Míssil russo com capacidade nuclear (Foto: reprodução/Facebook)

A implantação de armas nucleares de curto alcance em Belarus também tem uma dimensão regional, pois o país faz fronteira com três nações da Otan:  PolôniaLetônia e Lituânia. Todos registraram preocupação com essa escalada, com a Polônia pedindo para ingressar no programa de compartilhamento nuclear da Otan. (A questão foi levantada pela primeira vez pelo presidente polonês Andrzej Duda no outono passado e reiterada pelo primeiro-ministro Mateusz Morawiecki após o envio de armas nucleares de curto alcance pela Rússia para Belarus Rússia em julho, com Varsóvia argumentando que seus F-35 atualmente encomendados poderiam ser adaptado para transportar armas nucleares).

Embora seja improvável que isso aconteça tão cedo, o pedido indicava a crescente preocupação entre os aliados da linha de frente sobre a expansão da ameaça nuclear da Rússia. Os aliados do flanco oriental da Otan veem a implantação de armas nucleares russas de curto alcance em Belarus como consequência lógica da decisão de Putin em dezembro de 2022 de fornecer a Belarus o sistema de mísseis Iskander SS-26, com ogivas nucleares táticas agora atribuídas a cada míssil operado em Belarus pelos militares russos.

Os lançadores que foram transferidos para Belarus antes do envio das ogivas são os mesmos usados ​​pelas forças russas (com alcance de 400 a 500 km).
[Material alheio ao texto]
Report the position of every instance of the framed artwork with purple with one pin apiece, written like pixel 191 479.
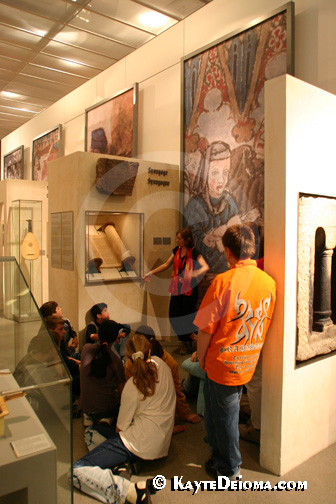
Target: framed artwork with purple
pixel 223 128
pixel 111 126
pixel 46 148
pixel 13 164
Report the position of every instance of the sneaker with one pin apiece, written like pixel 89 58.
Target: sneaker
pixel 123 470
pixel 211 470
pixel 183 349
pixel 249 433
pixel 87 420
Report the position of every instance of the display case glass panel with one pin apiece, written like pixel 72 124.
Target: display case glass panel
pixel 26 244
pixel 31 363
pixel 114 246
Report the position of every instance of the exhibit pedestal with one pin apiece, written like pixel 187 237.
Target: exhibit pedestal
pixel 145 224
pixel 26 478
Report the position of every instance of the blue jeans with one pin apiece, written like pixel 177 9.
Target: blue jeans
pixel 107 455
pixel 221 418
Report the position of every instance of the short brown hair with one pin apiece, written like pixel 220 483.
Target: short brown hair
pixel 48 308
pixel 52 322
pixel 144 373
pixel 240 240
pixel 187 236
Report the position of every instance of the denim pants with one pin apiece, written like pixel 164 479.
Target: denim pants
pixel 107 455
pixel 221 418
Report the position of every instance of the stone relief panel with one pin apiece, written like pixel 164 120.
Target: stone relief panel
pixel 316 307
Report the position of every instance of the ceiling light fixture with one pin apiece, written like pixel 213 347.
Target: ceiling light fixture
pixel 9 94
pixel 153 19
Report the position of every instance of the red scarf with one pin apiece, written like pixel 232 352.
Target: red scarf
pixel 186 284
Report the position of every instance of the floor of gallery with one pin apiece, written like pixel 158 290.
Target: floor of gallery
pixel 188 453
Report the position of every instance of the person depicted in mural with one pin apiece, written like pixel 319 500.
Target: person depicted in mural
pixel 212 210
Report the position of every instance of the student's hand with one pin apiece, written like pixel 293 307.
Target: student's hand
pixel 74 342
pixel 120 336
pixel 147 277
pixel 193 418
pixel 194 357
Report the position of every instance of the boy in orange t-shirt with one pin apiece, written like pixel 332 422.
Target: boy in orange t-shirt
pixel 233 319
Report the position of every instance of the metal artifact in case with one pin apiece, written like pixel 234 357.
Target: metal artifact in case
pixel 26 242
pixel 114 246
pixel 36 440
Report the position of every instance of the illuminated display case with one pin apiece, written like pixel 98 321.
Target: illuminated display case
pixel 36 431
pixel 26 244
pixel 114 246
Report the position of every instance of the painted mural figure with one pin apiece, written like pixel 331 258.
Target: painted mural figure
pixel 212 209
pixel 224 133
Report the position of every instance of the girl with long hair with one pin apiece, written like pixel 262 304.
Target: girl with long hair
pixel 102 376
pixel 144 426
pixel 182 408
pixel 189 267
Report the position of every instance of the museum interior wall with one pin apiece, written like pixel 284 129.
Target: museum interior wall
pixel 144 221
pixel 298 400
pixel 157 68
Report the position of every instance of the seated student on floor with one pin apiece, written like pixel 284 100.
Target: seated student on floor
pixel 102 377
pixel 56 325
pixel 144 426
pixel 182 408
pixel 99 313
pixel 52 309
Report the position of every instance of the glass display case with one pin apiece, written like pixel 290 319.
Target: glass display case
pixel 114 246
pixel 26 242
pixel 35 403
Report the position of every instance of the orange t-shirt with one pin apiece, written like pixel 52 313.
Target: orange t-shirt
pixel 237 310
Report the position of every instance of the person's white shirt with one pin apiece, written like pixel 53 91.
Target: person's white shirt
pixel 146 425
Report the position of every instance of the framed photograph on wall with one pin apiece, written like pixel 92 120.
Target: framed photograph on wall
pixel 46 148
pixel 13 164
pixel 222 137
pixel 111 126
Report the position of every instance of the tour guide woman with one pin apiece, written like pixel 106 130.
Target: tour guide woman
pixel 188 268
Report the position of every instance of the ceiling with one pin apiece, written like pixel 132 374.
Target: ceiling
pixel 48 48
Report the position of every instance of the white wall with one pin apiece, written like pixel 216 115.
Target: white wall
pixel 156 67
pixel 298 404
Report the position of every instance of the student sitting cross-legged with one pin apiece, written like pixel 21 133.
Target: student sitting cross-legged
pixel 144 427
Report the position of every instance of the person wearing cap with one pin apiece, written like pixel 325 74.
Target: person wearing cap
pixel 212 209
pixel 102 377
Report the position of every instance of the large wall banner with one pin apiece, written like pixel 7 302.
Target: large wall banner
pixel 223 128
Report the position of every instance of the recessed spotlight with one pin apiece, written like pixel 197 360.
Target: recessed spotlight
pixel 9 94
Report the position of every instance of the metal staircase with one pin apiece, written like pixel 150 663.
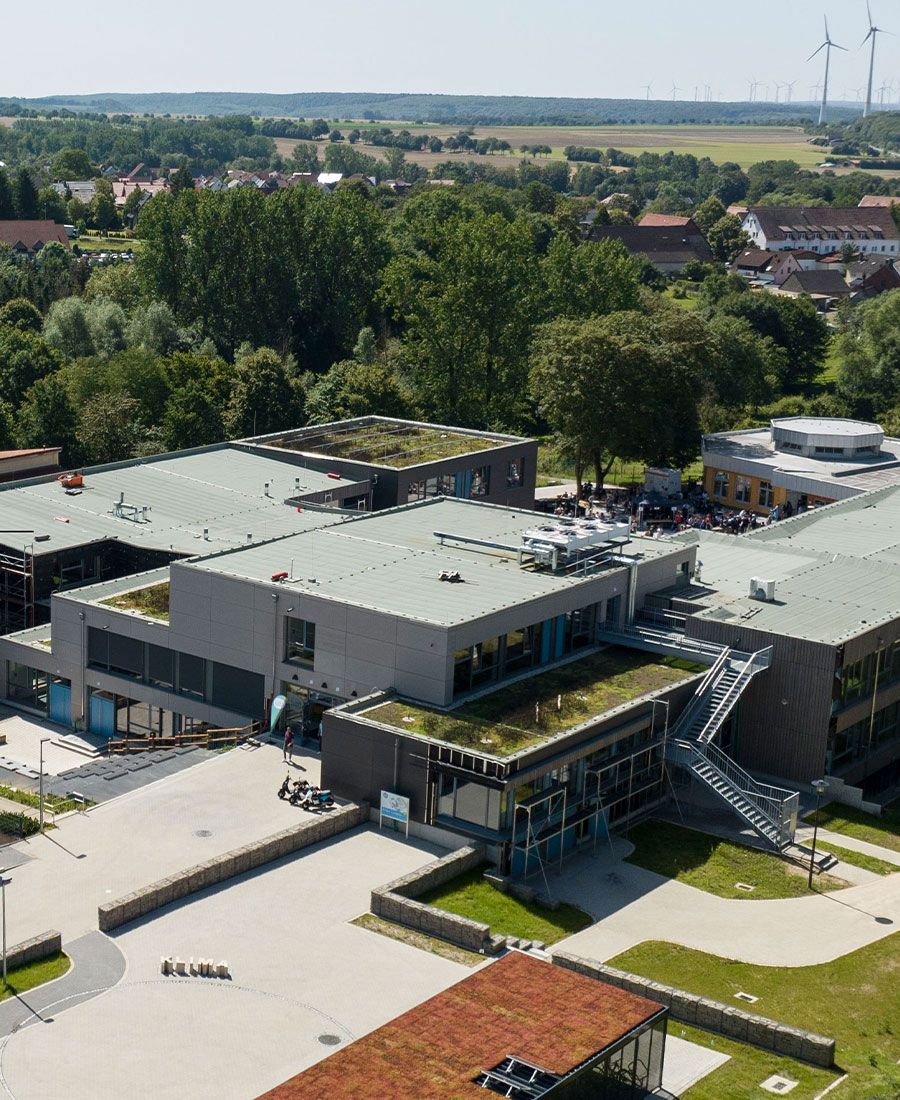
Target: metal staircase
pixel 769 811
pixel 717 693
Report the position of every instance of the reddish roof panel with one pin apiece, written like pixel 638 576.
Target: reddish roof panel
pixel 517 1005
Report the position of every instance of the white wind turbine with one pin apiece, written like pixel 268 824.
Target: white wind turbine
pixel 873 33
pixel 827 45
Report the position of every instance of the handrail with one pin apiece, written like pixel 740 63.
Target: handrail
pixel 206 738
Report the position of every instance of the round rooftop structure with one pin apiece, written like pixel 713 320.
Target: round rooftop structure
pixel 824 437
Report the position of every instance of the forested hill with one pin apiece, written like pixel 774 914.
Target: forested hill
pixel 496 110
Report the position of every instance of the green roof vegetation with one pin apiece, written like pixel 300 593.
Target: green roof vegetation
pixel 152 602
pixel 855 999
pixel 390 444
pixel 473 897
pixel 520 714
pixel 716 866
pixel 884 831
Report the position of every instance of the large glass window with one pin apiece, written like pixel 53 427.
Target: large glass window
pixel 299 642
pixel 191 675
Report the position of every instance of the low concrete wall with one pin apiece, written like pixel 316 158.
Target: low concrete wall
pixel 310 831
pixel 712 1015
pixel 396 901
pixel 33 950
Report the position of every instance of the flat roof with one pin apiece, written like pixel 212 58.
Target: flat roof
pixel 737 450
pixel 220 490
pixel 541 706
pixel 517 1005
pixel 385 442
pixel 836 570
pixel 391 561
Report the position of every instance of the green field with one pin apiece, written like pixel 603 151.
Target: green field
pixel 854 999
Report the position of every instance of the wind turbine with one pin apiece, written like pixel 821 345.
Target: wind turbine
pixel 827 45
pixel 874 32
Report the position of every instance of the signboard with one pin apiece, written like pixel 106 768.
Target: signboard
pixel 394 807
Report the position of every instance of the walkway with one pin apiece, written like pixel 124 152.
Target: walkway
pixel 633 905
pixel 97 965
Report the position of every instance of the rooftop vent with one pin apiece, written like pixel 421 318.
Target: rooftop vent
pixel 761 590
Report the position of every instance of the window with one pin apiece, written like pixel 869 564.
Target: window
pixel 515 473
pixel 742 490
pixel 161 668
pixel 299 646
pixel 191 675
pixel 481 482
pixel 238 690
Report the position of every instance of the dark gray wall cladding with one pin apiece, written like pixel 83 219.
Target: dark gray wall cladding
pixel 116 913
pixel 33 950
pixel 396 901
pixel 712 1015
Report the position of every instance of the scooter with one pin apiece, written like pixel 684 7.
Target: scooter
pixel 300 793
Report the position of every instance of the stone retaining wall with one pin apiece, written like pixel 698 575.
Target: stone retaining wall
pixel 396 901
pixel 33 950
pixel 308 832
pixel 712 1015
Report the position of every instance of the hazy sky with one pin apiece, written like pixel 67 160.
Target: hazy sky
pixel 563 47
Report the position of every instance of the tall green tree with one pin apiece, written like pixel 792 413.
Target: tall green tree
pixel 25 196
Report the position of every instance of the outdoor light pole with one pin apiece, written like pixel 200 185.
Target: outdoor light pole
pixel 820 787
pixel 41 789
pixel 3 884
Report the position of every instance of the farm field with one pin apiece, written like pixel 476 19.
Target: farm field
pixel 745 145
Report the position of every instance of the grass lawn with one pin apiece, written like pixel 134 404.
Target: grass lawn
pixel 529 711
pixel 715 866
pixel 552 468
pixel 472 897
pixel 884 831
pixel 35 974
pixel 152 601
pixel 747 1066
pixel 855 999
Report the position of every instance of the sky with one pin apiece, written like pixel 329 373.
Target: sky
pixel 513 47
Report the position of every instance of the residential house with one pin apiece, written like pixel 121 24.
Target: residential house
pixel 823 287
pixel 823 229
pixel 30 237
pixel 667 248
pixel 870 277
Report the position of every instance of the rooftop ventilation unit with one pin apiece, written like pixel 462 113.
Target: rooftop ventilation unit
pixel 761 590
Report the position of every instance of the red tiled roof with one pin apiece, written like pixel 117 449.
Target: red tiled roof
pixel 666 219
pixel 518 1005
pixel 30 233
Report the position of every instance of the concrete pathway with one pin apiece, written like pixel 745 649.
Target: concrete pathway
pixel 632 905
pixel 97 965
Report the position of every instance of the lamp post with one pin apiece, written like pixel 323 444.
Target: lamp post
pixel 3 884
pixel 41 789
pixel 820 787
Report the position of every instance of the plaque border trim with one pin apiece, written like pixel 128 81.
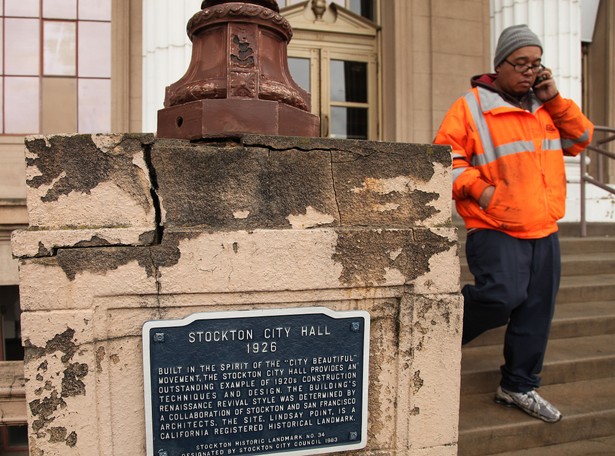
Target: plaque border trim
pixel 218 315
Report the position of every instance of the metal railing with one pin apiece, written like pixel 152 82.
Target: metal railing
pixel 600 147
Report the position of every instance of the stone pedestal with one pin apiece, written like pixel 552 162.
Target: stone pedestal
pixel 126 229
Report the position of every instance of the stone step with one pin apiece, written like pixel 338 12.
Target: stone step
pixel 576 319
pixel 572 264
pixel 574 246
pixel 567 360
pixel 594 447
pixel 487 428
pixel 573 229
pixel 597 287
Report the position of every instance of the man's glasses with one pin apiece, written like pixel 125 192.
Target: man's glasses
pixel 523 67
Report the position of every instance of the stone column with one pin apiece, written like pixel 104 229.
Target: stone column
pixel 558 24
pixel 126 229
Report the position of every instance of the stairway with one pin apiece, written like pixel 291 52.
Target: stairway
pixel 579 370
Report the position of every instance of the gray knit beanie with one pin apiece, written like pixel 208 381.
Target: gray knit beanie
pixel 513 38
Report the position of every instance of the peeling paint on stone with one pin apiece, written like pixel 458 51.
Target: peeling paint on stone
pixel 312 218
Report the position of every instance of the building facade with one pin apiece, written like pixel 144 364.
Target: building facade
pixel 376 69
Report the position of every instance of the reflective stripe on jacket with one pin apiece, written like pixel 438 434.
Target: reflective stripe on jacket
pixel 518 152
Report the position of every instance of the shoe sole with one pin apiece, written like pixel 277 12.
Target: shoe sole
pixel 511 404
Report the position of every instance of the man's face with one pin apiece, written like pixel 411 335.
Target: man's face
pixel 513 82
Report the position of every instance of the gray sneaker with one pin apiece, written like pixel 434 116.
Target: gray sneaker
pixel 531 403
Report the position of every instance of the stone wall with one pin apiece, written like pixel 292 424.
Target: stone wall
pixel 126 229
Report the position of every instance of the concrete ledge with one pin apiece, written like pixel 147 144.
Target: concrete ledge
pixel 37 243
pixel 12 393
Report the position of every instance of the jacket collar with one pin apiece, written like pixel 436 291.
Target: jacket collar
pixel 528 102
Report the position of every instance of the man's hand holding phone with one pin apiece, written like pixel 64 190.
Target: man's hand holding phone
pixel 544 85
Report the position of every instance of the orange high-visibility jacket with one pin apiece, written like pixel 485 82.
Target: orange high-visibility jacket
pixel 519 152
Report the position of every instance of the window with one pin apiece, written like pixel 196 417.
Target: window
pixel 337 62
pixel 55 76
pixel 365 8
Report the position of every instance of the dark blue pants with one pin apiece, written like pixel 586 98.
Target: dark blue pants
pixel 516 282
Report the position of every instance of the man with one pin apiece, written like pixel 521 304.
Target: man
pixel 509 134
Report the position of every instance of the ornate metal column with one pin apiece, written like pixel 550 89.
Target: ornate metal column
pixel 238 80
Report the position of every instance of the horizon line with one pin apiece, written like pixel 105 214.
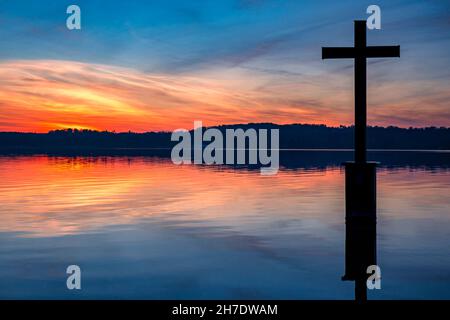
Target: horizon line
pixel 225 125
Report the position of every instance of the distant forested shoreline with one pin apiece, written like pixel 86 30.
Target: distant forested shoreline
pixel 294 136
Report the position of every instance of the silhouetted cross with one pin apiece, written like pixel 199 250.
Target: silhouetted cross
pixel 360 52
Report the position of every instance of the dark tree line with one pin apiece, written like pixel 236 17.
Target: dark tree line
pixel 291 136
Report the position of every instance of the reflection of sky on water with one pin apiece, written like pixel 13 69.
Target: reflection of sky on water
pixel 144 228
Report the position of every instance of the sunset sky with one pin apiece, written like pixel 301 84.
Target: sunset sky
pixel 161 65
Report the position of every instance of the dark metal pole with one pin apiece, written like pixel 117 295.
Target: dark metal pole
pixel 360 93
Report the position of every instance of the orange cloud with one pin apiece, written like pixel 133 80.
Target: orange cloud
pixel 42 95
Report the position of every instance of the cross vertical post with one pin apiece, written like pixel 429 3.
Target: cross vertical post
pixel 360 175
pixel 360 93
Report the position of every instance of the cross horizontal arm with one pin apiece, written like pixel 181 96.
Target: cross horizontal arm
pixel 364 52
pixel 382 52
pixel 338 52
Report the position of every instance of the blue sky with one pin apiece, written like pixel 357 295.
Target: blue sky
pixel 278 42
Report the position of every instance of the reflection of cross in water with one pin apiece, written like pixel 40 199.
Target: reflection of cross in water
pixel 360 176
pixel 360 52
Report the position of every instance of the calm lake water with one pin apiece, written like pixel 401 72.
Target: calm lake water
pixel 141 227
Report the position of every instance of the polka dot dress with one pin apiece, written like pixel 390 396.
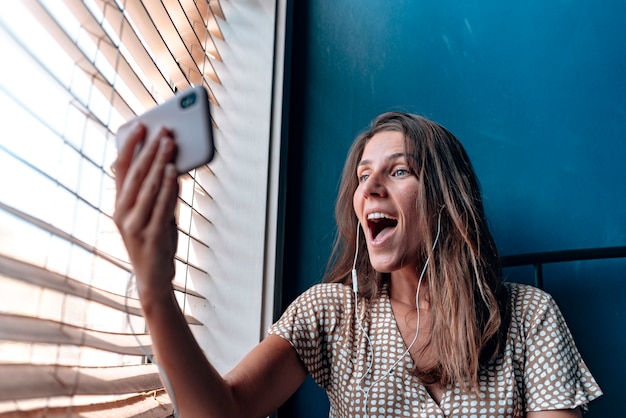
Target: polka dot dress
pixel 362 366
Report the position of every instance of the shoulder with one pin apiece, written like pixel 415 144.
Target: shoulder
pixel 326 293
pixel 322 299
pixel 528 300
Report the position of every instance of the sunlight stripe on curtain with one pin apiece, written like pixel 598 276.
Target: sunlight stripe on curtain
pixel 72 339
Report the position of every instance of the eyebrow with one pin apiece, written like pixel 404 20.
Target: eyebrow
pixel 390 157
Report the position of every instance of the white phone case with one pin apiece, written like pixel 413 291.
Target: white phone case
pixel 187 115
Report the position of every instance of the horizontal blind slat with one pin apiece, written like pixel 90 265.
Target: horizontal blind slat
pixel 20 270
pixel 26 381
pixel 82 61
pixel 109 50
pixel 21 328
pixel 154 404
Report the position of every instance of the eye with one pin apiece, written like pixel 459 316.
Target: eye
pixel 401 172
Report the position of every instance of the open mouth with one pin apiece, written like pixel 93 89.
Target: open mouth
pixel 377 222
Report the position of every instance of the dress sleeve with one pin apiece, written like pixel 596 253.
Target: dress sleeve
pixel 555 375
pixel 312 324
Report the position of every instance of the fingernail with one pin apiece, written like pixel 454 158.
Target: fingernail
pixel 170 170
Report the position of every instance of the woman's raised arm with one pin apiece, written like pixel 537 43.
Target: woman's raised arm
pixel 147 190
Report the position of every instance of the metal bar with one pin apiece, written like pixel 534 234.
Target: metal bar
pixel 561 256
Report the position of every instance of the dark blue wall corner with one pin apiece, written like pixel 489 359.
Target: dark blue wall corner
pixel 535 90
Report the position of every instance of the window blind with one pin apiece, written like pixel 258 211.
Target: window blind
pixel 72 72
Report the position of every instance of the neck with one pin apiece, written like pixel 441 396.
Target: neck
pixel 403 290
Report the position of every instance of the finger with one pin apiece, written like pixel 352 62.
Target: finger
pixel 141 165
pixel 167 198
pixel 135 136
pixel 152 183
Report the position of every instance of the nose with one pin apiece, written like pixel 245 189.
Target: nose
pixel 374 186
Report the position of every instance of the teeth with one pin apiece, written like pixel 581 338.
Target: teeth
pixel 378 215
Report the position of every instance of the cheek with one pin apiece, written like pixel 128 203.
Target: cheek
pixel 357 203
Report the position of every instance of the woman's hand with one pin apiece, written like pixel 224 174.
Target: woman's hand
pixel 147 191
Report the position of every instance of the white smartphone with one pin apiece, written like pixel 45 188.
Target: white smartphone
pixel 187 116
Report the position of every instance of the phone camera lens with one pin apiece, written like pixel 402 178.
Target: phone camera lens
pixel 188 100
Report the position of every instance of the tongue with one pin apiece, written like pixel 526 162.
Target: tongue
pixel 382 228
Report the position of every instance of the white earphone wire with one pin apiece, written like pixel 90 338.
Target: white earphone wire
pixel 366 391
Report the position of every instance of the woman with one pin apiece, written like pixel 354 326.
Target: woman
pixel 414 319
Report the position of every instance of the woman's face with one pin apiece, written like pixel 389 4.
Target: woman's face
pixel 385 204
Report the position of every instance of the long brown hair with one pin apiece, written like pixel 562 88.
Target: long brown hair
pixel 466 293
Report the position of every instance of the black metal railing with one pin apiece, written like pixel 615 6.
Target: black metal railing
pixel 537 260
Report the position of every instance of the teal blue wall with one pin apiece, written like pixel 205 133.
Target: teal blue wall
pixel 535 89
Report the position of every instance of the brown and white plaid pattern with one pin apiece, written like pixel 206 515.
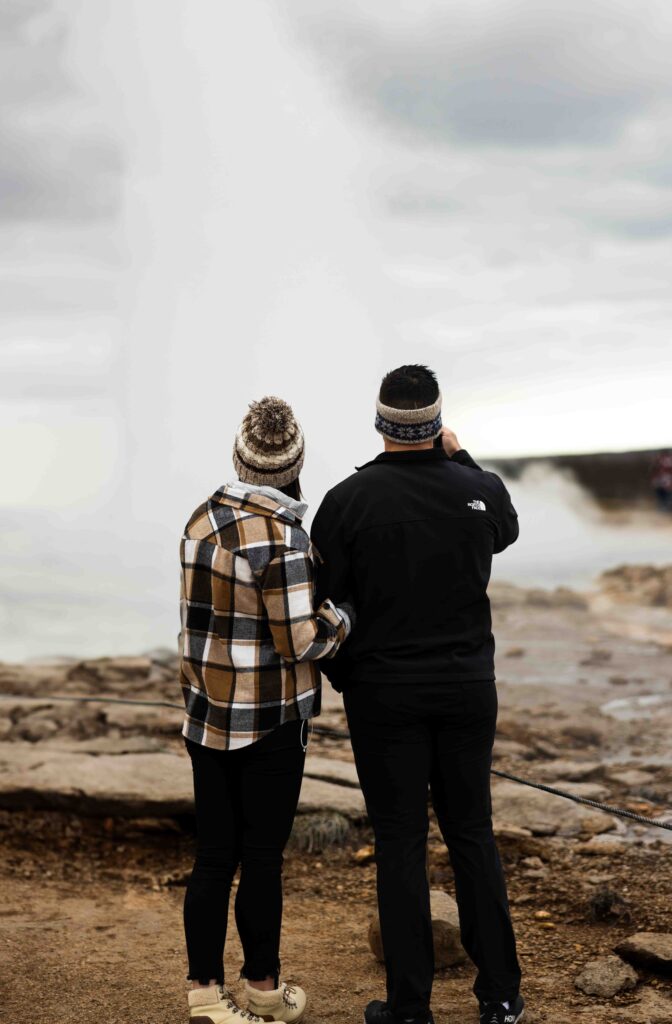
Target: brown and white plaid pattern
pixel 250 635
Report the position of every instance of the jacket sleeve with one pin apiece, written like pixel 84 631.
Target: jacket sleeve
pixel 299 633
pixel 507 529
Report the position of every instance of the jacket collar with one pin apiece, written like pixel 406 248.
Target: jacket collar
pixel 260 500
pixel 411 457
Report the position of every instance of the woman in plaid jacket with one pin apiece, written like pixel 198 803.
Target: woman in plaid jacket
pixel 249 642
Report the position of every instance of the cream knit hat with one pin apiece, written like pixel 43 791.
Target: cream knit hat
pixel 268 448
pixel 409 426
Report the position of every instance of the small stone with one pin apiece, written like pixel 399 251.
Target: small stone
pixel 533 863
pixel 596 846
pixel 570 770
pixel 648 949
pixel 605 976
pixel 609 906
pixel 446 931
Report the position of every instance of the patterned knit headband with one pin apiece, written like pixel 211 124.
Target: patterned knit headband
pixel 409 426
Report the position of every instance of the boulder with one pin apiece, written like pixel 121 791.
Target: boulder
pixel 446 930
pixel 652 950
pixel 545 814
pixel 605 976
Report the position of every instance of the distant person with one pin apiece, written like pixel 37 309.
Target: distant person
pixel 250 638
pixel 662 480
pixel 411 537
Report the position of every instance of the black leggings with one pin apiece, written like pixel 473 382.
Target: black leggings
pixel 246 800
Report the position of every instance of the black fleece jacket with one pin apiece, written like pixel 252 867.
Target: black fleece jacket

Cada lançador carrega dois mísseis, ao contrário da versão de exportação de menor alcance do Iskander, que carrega um míssil por lançador.

Esta é outra indicação de que, ao instalar os lançadores mais capazes em Belarus, o Kremlin pretende maximizar o efeito de chantagem. O mesmo se aplica às quatro aeronaves de combate multimissão Su-30SM que a Rússia enviou a Belarus como primeira parcela de um contrato para 12 aeronaves – os Su-30SM têm capacidade nuclear e supostamente têm as mesmas características das aeronaves usadas pela força aérea russa. Também há relatos de que a frota existente de aeronaves Su-25 belarussas será adaptada para transportar armas nucleares.

O estacionamento de armas nucleares táticas em Belarus significa um desdobramento maior da força russa naquele país para proteger e operar a instalação de armazenamento de mísseis; com efeito, a decisão é sinônimo da guarnição de mais tropas russas em Belarus, ressaltando a integração cada vez mais profunda das forças armadas belarussas no sistema de comando e controle da Rússia. A implantação aumenta significativamente a área que as armas nucleares táticas russas podem atingir, complementando a implantação nuclear da Rússia no enclave de Kaliningrado. Com efeito, esses dois locais colocam todos os países de flanco dentro do alcance, complicando a dissuasão e o planejamento de defesa do lado da Otan e exigindo uma resposta ocidental. 

Encontro entre Lukashenko e Putin em 2015: Otan sob pressão (Foto: Wikimedia Commons)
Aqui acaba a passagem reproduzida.